Gulf News visited the heart of America’s newest boom towns in the remote state of North Dakota. Today, we bring you Part 1 of a 3-part series that investigates the shale oil phenomenon and its impact on global markets.

US oil production skyrocketed in recent years with production ramping up to 9 million barrels a day last year compared to 5 million in 2006. Production has soared because of new technology, hydraulic fracturing, that injects water underground to crack shale rocks in hard to reach places that contain oil. The only problem is that “fracking” is far more expensive than traditional drilling.

Global oil prices have sat above $100 a barrel for the best part of the past five years, partly due to soaring demand from China, which meant many big — and smalltime — producers in the US could invest in costly shale production knowing that the windfall would be huge. But a collapse in oil prices in the second half of last year has put the immediate future of shale production under a cloud.

Prices were already falling before 12-member Opec met in Vienna last November in what was one of the group’s most closely watched meetings.

Faced with an oversupply of oil, global benchmark Brent crude began its decline from $115 a barrel and US crude from $107.26 in June as demand from the world’s second largest economy, China, declined.

An upswing in the domestic production also meant the US would not need some of the global oil glut, despite a bounce back in its economy.

Many of the 12 members of Opec, which produces a third of the world’s oil, had signalled in the lead-up to the November meeting that the group should cut production to prop up supply.

But Saudi Arabia, backed by fellow Gulf Cooperation Council (GCC) Opec members, the UAE, Qatar and Kuwait, said it would chose market share over production cuts. Opec left group production unchanged at 30 million barrels a day.

Prices plunged again, with US crude finishing the year below $55 a barrel. This has hit the US shale industry, but it is unclear how long oil prices will have to stay low for it to have their desired affect.

Saudi Arabia, the group’s biggest producer, is testing the mettle of United States’ costly shale production, which has seen the world’s biggest economy cut back on oil imports from the kingdom that relies on oil revenues to fill its coffers.

Production in North Dakota, that has cashed in on newfound shale oil revenues, peaked at 1.2 million barrels a day last year, according to the North Dakota Petroleum Council, a group that represents the interests of more than 500 companies working in the state’s oil industry. In 2007, the state produced just 100,000 barrels a day.

Oil field

North Dakota production takes place in the western part of the state where a 31,000 square kilometre oilfield known as the Bakken formation is situated. The state’s current production is enough to cover 75 per cent of US imports of Saudi Arabian oil, according to the North Dakota Petroleum Council.

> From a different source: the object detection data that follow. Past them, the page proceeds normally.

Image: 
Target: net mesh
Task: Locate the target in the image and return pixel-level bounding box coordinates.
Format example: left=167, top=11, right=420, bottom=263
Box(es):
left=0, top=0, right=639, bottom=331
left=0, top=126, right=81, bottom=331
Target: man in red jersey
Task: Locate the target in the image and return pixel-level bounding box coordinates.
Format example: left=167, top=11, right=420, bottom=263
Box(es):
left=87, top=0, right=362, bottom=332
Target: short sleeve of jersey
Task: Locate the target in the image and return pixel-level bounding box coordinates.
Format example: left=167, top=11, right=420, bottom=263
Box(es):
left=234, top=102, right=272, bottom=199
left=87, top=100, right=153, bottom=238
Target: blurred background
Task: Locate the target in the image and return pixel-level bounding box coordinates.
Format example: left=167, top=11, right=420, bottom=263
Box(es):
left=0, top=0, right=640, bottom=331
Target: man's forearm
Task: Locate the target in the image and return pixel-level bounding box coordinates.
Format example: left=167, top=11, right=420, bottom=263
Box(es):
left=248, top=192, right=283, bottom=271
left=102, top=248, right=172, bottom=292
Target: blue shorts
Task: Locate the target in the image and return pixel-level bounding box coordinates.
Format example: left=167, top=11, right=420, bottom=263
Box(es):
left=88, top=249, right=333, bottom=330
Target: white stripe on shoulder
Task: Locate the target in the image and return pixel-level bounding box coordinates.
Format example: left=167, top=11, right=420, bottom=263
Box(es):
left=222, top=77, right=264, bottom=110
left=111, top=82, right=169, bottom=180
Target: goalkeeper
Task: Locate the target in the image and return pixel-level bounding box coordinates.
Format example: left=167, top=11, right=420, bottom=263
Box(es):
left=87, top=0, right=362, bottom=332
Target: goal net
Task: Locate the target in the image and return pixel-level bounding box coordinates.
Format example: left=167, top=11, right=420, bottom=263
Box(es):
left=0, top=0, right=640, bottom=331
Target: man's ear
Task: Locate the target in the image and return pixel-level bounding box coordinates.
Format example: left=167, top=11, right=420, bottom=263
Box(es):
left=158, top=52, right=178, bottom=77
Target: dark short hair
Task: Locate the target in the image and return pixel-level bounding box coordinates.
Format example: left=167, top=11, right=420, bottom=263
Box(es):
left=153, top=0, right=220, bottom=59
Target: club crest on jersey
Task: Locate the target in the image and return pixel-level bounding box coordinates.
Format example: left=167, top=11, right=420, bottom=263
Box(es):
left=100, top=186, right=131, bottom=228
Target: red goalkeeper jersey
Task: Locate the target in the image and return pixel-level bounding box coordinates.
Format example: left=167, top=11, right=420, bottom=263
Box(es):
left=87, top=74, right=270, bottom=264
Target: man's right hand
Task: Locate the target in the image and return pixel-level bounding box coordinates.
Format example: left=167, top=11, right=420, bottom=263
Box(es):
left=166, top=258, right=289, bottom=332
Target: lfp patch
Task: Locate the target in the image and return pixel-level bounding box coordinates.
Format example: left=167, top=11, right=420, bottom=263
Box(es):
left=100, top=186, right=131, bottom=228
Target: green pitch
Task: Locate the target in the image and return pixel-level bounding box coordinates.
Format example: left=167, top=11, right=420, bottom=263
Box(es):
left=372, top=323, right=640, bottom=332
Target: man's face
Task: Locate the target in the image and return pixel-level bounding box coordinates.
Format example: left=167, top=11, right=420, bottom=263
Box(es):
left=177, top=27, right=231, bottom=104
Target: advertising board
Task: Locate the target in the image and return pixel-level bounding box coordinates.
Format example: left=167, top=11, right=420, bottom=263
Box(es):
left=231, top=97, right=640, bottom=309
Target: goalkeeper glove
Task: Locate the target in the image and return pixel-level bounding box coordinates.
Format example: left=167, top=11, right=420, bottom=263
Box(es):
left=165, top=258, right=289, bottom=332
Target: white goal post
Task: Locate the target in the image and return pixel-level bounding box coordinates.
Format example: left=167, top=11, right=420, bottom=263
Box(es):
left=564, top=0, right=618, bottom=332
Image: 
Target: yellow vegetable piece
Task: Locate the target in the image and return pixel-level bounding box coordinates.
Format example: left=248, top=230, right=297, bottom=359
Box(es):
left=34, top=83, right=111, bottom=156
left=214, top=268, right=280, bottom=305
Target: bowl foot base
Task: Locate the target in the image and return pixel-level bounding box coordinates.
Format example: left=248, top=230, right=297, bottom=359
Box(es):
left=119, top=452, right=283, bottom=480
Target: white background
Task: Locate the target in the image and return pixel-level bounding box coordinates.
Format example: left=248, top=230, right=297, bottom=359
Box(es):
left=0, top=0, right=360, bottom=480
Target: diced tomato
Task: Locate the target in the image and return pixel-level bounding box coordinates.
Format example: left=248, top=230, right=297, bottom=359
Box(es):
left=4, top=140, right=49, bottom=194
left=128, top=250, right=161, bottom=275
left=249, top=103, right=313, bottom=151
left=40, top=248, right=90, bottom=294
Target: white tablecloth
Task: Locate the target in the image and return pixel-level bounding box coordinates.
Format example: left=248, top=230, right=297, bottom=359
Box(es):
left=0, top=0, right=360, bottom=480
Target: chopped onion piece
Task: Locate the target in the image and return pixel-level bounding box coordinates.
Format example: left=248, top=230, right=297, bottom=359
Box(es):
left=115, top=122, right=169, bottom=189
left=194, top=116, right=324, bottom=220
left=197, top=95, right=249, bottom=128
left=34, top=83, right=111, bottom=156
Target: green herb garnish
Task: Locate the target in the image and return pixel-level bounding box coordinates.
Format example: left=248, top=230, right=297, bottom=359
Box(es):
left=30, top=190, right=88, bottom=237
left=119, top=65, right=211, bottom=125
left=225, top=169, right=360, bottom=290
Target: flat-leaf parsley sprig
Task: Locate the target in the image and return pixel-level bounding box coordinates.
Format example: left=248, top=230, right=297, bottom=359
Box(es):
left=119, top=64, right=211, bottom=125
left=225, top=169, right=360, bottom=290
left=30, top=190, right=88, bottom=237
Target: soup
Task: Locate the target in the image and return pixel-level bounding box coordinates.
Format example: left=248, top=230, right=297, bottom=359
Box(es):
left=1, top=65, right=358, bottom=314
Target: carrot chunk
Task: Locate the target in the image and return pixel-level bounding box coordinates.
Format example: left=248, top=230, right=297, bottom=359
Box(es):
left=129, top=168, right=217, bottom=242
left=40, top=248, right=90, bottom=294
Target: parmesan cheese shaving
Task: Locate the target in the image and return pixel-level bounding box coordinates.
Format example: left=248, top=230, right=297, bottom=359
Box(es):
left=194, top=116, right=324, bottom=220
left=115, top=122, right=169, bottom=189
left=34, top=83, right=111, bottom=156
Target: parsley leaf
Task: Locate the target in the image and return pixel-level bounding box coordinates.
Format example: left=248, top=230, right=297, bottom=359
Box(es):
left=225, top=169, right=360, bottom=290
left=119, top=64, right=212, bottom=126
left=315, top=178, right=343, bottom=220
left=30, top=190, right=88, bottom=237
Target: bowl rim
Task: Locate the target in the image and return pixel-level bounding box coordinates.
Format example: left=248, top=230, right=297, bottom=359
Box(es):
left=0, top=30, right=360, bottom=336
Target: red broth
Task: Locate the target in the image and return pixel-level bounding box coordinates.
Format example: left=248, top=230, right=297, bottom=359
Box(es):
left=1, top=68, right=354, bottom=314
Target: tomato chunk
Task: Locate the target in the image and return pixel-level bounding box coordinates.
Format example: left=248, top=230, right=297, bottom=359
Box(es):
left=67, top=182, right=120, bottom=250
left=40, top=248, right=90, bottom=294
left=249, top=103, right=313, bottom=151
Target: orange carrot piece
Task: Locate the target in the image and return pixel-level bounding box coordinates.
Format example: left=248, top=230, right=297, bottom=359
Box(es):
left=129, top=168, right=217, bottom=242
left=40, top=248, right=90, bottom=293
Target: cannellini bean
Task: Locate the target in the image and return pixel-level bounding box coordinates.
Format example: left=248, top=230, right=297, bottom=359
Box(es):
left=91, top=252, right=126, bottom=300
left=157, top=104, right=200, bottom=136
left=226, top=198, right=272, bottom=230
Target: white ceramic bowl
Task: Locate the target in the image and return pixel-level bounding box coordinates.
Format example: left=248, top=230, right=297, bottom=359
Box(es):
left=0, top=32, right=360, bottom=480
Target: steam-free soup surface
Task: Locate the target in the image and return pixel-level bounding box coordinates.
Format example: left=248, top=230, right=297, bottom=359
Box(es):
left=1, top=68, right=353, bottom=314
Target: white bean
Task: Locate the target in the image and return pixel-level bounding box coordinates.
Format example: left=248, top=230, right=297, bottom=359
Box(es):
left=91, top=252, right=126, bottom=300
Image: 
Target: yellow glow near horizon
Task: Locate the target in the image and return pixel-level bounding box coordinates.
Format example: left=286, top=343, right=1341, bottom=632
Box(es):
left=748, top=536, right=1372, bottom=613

But North Dakota is feeling the pressure. At the end of January, there were 146 oil rigs operating in the state — around 40 less than in mid-December, according to state data. Production remained steady at 1.2 million barrels a day in January, according oil data firm Platts. However, since mid-December, the rig count has dropped a further 13 per cent.

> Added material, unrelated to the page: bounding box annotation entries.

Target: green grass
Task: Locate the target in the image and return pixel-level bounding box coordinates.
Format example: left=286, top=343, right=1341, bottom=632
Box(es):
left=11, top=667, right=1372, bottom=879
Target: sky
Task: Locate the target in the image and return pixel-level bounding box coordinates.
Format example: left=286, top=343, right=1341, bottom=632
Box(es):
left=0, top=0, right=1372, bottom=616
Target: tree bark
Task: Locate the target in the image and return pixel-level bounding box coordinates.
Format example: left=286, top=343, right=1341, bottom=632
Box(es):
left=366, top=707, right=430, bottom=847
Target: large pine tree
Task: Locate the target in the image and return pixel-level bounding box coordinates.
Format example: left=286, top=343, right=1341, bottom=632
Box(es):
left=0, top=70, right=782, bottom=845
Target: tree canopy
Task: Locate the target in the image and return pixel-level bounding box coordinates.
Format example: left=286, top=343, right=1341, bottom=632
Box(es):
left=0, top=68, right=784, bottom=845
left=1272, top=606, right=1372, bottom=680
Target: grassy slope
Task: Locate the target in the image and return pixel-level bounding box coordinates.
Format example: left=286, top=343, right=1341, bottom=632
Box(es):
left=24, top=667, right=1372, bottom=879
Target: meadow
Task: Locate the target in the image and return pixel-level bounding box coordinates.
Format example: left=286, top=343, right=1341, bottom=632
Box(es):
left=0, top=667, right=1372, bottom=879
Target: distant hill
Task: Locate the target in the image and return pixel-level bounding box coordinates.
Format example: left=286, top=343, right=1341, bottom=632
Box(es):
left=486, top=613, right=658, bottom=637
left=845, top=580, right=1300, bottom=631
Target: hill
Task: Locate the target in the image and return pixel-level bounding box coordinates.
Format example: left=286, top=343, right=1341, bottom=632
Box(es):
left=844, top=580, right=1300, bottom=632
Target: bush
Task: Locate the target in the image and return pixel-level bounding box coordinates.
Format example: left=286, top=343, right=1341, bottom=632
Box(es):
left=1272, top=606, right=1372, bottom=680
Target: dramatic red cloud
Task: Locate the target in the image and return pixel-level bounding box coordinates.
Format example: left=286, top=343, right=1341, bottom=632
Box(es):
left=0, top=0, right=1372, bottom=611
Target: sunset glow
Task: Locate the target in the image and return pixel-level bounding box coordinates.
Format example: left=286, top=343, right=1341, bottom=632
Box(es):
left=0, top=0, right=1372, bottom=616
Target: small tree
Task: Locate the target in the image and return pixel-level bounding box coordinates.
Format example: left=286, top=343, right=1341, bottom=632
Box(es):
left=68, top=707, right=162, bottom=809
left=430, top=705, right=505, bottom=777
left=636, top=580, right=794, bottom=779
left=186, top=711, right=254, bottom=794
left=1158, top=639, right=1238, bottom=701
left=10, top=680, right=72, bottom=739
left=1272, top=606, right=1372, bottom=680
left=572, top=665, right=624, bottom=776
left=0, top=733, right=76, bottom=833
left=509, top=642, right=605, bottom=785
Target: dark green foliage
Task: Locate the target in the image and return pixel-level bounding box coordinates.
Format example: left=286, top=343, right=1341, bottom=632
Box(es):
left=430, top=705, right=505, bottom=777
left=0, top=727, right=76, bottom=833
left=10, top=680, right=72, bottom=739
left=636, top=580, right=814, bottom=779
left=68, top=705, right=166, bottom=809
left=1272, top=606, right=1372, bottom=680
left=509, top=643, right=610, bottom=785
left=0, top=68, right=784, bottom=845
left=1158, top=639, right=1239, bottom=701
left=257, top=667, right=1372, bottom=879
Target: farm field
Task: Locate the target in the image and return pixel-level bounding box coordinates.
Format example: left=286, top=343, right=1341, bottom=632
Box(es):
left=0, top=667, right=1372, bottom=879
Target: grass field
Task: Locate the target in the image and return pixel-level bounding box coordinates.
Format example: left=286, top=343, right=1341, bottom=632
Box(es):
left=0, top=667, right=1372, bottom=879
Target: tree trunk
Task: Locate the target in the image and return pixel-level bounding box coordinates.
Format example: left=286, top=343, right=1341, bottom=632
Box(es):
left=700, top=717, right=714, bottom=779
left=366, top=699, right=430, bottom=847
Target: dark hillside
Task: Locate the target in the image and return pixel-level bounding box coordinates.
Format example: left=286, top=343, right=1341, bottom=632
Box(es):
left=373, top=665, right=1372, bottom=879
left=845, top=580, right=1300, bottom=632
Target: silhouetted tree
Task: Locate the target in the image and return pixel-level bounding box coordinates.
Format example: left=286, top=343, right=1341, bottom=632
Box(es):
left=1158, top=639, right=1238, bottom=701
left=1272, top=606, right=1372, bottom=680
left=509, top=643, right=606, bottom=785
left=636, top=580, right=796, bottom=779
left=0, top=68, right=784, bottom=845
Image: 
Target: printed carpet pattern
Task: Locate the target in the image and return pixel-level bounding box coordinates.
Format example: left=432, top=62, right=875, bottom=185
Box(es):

Since the US shale revolution started around eight years ago, making the country less dependent on Middle Eastern oil, America has refocused its foreign policy on Asia. But crashing oil prices could see production in the US capped, depending how long Saudi Arabia, which was traditionally seen as the swing producer setting prices, is able to live with a weak price. The kingdom does have $750 billion in cash reserves, meaning it could wait it out for some time.

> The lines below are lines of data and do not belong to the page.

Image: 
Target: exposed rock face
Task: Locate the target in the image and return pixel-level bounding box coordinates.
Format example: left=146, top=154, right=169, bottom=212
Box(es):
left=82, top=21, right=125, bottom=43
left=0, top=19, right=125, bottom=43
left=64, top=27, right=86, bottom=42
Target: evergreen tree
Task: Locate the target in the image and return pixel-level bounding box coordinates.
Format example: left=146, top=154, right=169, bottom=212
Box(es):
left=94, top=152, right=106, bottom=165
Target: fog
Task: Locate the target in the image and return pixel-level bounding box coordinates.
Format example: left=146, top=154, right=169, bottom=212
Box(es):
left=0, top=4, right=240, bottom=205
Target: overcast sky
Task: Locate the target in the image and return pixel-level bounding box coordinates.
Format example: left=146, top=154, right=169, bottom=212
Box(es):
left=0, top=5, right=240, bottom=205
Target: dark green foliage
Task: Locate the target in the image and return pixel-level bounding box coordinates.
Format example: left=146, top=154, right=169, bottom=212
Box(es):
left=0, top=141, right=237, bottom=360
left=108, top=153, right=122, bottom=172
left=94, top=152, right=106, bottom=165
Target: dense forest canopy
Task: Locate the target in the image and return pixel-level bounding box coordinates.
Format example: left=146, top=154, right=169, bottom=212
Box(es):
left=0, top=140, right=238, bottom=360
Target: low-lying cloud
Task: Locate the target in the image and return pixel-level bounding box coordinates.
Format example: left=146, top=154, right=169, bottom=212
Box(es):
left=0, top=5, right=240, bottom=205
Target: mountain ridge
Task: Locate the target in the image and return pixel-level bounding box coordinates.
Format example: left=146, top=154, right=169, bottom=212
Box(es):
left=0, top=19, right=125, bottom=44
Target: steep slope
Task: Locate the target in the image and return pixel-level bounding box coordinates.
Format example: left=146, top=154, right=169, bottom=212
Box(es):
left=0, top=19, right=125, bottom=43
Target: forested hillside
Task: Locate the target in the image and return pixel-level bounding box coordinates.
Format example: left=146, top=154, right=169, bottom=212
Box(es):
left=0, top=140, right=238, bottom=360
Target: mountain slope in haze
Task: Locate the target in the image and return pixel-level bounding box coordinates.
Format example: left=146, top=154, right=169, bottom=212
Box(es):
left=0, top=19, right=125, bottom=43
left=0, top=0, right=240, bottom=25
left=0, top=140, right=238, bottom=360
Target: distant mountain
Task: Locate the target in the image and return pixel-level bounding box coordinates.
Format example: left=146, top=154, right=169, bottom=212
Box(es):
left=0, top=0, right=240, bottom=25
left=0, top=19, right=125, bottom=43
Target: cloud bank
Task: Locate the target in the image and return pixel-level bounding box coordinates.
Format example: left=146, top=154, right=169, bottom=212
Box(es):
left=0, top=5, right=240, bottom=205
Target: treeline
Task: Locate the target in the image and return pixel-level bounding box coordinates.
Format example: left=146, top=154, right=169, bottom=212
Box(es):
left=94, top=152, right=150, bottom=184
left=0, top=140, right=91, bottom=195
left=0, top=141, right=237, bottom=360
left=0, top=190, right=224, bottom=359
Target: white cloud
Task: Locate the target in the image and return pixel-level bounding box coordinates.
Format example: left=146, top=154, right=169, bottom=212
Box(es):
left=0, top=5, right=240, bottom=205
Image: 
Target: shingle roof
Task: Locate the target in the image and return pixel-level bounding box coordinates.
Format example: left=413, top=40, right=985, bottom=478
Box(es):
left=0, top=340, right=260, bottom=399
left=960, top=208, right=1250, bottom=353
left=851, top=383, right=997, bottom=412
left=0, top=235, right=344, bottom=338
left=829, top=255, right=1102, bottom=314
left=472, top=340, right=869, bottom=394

But in North Dakota,, oil producers will keep drilling across the oil rich Bakken formation located in the western part of the state, said Ron Ness, president of the North Dakota Petroleum Council. “The Bakken doesn’t stop. We will still produce 1.2 million barrels a day,” he said, when asked about the pressure from Saudi Arabia.

Instead, producers in North Dakota will rethink their operations to drive down costs.

Competitive

“The real question is what the new normal price threshold is and can you make these shale plays competitive at the new normal,” Ness said.

Global oil prices rebounded in February above $50, meaning that some of North Dakota’s rigs that stopped producing in January could possibly be switched on. The government is keen to see this, given the billions of dollars it has injected into state coffers.

Millions have been invested across the state as chain hotels and fast food restaurants rushed to cash in on the state’s suddenly wealthy petroleum workers.

The entire north side of Bismarck, North Dakota’s capital, is just two years old with kilometres of hotels, restaurants and department stores lining the highway. But low oil prices could be the end of that investment.

Republican Congressman Kevin Cramer recently told Gulf News that “a lot” of his time is now spent with worried colleagues from other oil producing states wondering when prices will rise again.

While Cramer said he is “confident” that prices will rise by year’s end, he is not concerned if it takes longer.

“This is a resource play that is abundant and that isn’t going anywhere,” he said at his office in the federal building in Bismarck.